Сомнение и тревога одолели Безымённого, и отчаяние, мрачное и тяжёлое, от которого не было спасения даже в смерти, охватило его. Пистолет выпал из рук, он схватился за голову, зубы его стучали, он весь дрожал. И внезапно ему вспомнились слова, которые он несколько раз слышал ещё совсем недавно: «Бог прощает все грехи за один милосердный поступок». Эти слова звучали для него теперь не смиренной мольбой, с какой они были произнесены, а властным утверждением, в котором, однако, таилась смутная надежда. На минуту он почувствовал облегчение: он отнял руки от висков и, придя немного в себя, устремился мыслями к той, которая произнесла эти слова, и увидел её не как свою пленницу, умоляющую о пощаде, а чистым ангелом, дарующим спокойствие и утешение. Он лихорадочно ждал утра, чтобы как можно скорей освободить её и услышать из её уст другие живительные слова, призывающие к счастью; он представил как проводит её к матери. «А потом? Что будет делать он завтра и весь остальной день? А послезавтра? А в следующие дни? А ночью? Ведь ночь наступит через двенадцать часов! О боже, ночь! Нет, нет, только не ночь!»

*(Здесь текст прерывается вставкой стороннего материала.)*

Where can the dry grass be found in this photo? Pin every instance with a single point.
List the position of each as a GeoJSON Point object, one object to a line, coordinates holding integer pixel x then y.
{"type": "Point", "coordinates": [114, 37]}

И, видя, что будущее ничего ему не сулит, кроме пустоты, он тщётно стал искать, чем заполнить своё время — дни и ночи. То он решал бросить свой замок и уйти в дальние края, где бы никто не знал его даже по имени. Но он чувствовал, что ведь от самого себя ему всё равно не уйти; то в нём загоралась робкая надежда, что к нему вернётся былая воля, былая сила, — а что всё настоящее — лишь мимолётный бред; то он страшился наступления дня, когда окружающие увидят его столь жалким; то он жаждал его, словно этот день нёс свет в его истерзанную душу. И вот, когда забрезжило утро, вскоре после того как Лючия заснула, а он сидел не шевелясь, до его слуха долетела волна неясных звуков, несущих с собой что-то радостное. Он внимательно прислушался. То был далёкий торжественный благовест; а через несколько минут он услышал и горное эхо, которое то вторило этим радостным звукам, то сливалось с ними. Через несколько минут снова раздался звон, но уже ближе и тоже праздничный, потом ещё и ещё. «Что за веселье? — подумал он. — Чему это люди радуются?» Он вскочил со своего ложа страданий, полуодетый подбежал к окну и выглянул наружу.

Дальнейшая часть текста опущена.